My journey from home lab moved to the 'Hot Seat' this morning . So yesterday the 23rd of march was a pretty regular evening for me . Until I received an email that said I have been shortlisted for the role of VAPT Intern at a major VAPT consultancy in Andheri . After so many applications finally … finally I was shortlisted . As I practice regularly , read blogs and stay updated with the current cybersecurity scene , I was pretty much confident I would do well . So I brushed up my memory and I was ready to go in the morning . I couldn't sleep until 2 am maybe it was the overthinking or maybe it was the excitement of first interview , I really don't know . Fast forward to morning , I reached the office and completed my documentation process and patiently waited for my turn . I could sense my heart racing , I literally felt my heart pumping in my chest ; the beats grew intense and I heard a voice shouting my name "Sarvesh" . It was my turn for the interview . One big mistake I did before sitting for the interview was that I did not drink water , remember folks to stay hydrated so your mouth doesn't dry up while interview .The technical round lasted 30 minutes. It wasn't just a chat; it was a stress test that moved from mid-level networking to core security logic. Here is a breakdown of what was asked:

1. DHCP Process: I explained the DORA (Discovery , Offer , Request , Acknowledgement) process but learned the hard way to never forget the "A" (Acknowledge).
2. OSI vs. TCP/IP Models: A classic foundational check.
3. OWASP Top 10 (2025): I was asked to list the vulnerabilities and the newer additions compared to the 2021 list .
4. AuthN vs. AuthZ: Authentication (Who are you?) vs. Authorization (What are you allowed to do?).
5. IDOR vs. Privilege Escalation: This is where I fumbled by not trusting my gut. IDOR is the vulnerability, while Privilege Escalation is the result.
6. CIA Triad: The bedrock of security — Confidentiality, Integrity, and Availability.
7. Tooling: Questions on Nmap syntax (-O for OS scans) and Burp Suite Intruder (used for automated fuzzing and brute-forcing).
8. SQL Injection: Explaining Time-based vs. Boolean-based Blind SQLi.
9. Common Ports: Testing memory on SSH (22), SMB (445), FTP (21), and RDP (3389).
10. The "How": How do I actually practice? (This is where my home lab and DuckyDetect project saved the day).

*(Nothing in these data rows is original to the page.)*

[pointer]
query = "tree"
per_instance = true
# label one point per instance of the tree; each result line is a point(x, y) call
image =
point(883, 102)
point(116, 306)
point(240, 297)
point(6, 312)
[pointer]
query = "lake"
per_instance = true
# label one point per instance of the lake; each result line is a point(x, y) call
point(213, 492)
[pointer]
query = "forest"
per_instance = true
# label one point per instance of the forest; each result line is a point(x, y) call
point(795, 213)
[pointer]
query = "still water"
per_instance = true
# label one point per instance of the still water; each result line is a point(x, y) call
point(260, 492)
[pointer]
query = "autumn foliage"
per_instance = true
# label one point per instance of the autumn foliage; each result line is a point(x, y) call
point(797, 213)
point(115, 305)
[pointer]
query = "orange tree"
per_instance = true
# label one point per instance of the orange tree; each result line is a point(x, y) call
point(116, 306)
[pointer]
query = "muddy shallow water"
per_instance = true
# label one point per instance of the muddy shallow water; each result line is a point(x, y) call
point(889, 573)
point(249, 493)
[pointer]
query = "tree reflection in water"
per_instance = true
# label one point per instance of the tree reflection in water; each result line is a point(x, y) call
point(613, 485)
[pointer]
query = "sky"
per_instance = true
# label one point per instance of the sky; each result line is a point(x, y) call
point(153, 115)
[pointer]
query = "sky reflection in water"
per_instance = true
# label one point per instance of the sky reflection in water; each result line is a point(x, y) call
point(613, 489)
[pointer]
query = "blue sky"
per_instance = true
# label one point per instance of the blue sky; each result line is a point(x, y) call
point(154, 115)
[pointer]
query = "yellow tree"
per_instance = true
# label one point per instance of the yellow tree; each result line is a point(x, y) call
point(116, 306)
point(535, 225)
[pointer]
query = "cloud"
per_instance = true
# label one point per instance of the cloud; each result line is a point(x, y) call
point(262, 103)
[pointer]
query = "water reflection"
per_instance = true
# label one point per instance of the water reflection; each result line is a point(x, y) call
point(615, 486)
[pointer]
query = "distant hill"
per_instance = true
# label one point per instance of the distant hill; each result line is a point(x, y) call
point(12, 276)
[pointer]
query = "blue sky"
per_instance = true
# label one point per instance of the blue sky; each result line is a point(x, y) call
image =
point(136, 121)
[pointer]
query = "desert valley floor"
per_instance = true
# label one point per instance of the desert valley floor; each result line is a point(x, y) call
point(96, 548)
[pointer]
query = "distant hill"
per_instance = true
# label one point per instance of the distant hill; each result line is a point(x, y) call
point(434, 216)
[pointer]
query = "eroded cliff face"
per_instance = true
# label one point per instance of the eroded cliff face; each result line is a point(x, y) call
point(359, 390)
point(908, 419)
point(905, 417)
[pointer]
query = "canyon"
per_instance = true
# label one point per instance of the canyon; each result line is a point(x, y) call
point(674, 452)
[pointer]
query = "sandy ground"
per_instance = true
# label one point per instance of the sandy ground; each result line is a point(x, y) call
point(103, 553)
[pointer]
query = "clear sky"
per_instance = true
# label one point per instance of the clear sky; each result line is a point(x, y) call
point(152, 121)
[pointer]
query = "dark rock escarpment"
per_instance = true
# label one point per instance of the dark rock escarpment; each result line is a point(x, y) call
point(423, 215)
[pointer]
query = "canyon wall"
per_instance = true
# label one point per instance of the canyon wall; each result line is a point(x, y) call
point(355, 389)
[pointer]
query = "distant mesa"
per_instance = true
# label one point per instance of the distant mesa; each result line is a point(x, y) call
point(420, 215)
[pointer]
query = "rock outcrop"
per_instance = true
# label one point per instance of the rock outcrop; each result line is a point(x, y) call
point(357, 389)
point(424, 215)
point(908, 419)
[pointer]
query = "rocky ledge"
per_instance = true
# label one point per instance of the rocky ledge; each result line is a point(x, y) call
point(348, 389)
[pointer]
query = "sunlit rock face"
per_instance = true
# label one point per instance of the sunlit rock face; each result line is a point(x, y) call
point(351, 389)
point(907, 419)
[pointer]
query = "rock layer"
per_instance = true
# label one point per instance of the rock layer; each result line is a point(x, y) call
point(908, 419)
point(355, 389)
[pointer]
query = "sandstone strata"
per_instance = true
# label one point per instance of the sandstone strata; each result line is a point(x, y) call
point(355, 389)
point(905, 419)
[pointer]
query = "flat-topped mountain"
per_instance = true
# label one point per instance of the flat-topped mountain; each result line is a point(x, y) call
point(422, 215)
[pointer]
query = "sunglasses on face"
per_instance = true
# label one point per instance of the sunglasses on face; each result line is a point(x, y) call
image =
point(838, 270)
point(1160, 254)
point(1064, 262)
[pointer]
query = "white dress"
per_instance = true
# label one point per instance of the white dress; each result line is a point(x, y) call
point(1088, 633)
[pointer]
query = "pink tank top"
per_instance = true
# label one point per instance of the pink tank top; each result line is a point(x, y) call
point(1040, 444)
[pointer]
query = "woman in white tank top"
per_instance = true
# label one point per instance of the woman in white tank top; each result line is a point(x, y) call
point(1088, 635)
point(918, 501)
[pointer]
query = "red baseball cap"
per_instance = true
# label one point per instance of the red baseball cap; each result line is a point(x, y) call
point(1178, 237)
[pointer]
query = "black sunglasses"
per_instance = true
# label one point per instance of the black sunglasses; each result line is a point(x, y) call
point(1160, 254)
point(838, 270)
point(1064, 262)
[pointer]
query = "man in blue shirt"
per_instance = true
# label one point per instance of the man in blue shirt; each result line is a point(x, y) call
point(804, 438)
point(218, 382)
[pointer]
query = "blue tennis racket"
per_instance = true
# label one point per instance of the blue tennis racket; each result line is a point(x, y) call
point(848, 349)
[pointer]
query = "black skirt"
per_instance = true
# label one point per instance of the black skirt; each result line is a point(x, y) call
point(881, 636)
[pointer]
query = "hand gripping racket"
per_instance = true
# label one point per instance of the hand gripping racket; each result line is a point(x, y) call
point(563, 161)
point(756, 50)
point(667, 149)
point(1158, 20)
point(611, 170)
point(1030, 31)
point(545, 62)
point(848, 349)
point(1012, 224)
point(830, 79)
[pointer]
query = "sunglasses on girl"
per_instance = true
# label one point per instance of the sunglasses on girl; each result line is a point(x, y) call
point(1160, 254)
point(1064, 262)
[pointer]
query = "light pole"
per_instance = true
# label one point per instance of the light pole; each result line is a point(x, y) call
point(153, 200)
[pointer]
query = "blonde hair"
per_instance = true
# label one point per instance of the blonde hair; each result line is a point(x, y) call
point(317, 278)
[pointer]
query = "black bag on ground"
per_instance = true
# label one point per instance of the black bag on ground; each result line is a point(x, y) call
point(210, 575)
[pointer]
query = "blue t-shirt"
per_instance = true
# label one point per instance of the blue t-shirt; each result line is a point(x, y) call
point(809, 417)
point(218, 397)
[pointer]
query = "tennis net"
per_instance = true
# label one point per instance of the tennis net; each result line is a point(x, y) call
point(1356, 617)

If there is one thing I learned, it's this: Projects speak louder than certificates. When the conversation shifted to my project, DuckyDetect — which addresses HID injection attacks — the energy in the room changed. I was feeling like the interview room was now my playground and I am ready to play but alas … ! The interview was over . I was happy with myself keeping in mind that it was my first interview it went pretty well . There were obvious stutters and fumbles yet I was happy that I gave my 100 percent . Final Thoughts for Fellow Students

1. Trust Your Gut: If a technical term pops into your head, say it. Don't overthink.
2. Master the Basics: You can't hack what you don't understand. Know your ports and your protocols (DORA!).
3. Build Something: Your home lab is your best resume.

The hustle is real, but so is the growth. See you in the next log.